Ma, saputo che Menelìch desiderava armarsi, ad ogni buon fine, contro le eventuali sorprese del Nègus, scrisse a Roma perchè fosse accolto il desiderio del re dello Scioa, il quale chiedeva al re d’Italia l’invio di 10 mila fucili Remington e 400 mila cartucce Vetterli. Questi fucili dovevano essere spediti ad Assàb da dove Menelìch li avrebbe fatti ritirare; ma il Governo italiano avrebbe dovuto anche anticipare metà del denaro occorrente per il loro trasporto a dorso di cammello.

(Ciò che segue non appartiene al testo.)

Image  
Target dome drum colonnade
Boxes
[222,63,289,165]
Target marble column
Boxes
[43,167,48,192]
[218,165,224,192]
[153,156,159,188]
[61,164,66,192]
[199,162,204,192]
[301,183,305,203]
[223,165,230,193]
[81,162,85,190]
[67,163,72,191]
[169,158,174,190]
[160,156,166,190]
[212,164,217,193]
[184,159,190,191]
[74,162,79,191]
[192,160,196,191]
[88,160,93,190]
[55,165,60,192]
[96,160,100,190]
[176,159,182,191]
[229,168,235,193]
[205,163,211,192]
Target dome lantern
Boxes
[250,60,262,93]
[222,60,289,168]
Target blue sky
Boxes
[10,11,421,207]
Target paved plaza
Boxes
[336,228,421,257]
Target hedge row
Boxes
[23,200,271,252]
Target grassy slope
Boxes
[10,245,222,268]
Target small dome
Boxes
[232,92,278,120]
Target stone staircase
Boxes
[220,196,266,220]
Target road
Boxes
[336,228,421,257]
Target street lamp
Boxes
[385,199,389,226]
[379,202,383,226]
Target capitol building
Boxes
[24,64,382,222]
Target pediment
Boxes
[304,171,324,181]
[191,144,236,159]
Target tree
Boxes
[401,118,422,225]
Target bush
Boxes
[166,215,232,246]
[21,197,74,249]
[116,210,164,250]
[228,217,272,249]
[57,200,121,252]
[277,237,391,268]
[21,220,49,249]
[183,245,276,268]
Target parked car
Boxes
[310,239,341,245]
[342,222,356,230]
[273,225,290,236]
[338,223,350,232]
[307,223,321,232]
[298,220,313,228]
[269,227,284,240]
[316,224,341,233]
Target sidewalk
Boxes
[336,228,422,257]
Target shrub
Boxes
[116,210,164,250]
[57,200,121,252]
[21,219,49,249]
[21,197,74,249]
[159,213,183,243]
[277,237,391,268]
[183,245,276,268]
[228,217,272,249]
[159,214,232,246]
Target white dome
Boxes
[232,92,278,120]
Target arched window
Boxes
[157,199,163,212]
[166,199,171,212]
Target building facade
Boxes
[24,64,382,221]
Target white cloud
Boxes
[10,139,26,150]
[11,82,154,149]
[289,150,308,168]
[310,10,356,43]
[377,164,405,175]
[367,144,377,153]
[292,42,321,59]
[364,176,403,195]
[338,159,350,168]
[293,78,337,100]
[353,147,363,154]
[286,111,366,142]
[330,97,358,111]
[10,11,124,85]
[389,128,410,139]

Se fosse riuscito ad avere tuto questo, l’Italia non avrebbe avuto più nulla da temere ed i morti di Dogali sarebbero stati vendicati, senza spendere molti milioni.

Il Crispi, informato di tutto ciò e rassicurato dall’Antonelli stesso sulle buone intenzioni del Menelìch, telegrafò in questi termini:

«In massima accetto l’alleanza e darò armi ed aiuti da concertarsi. Però voglio garenzie tali da assicurarmi che il re Menelìch non potrà, in qualsiasi circostanza, mancare ai suoi impegni. Le garenzie dovrebbero essere di territorio e di ostaggi. Circa i territori si concorderà un progetto.»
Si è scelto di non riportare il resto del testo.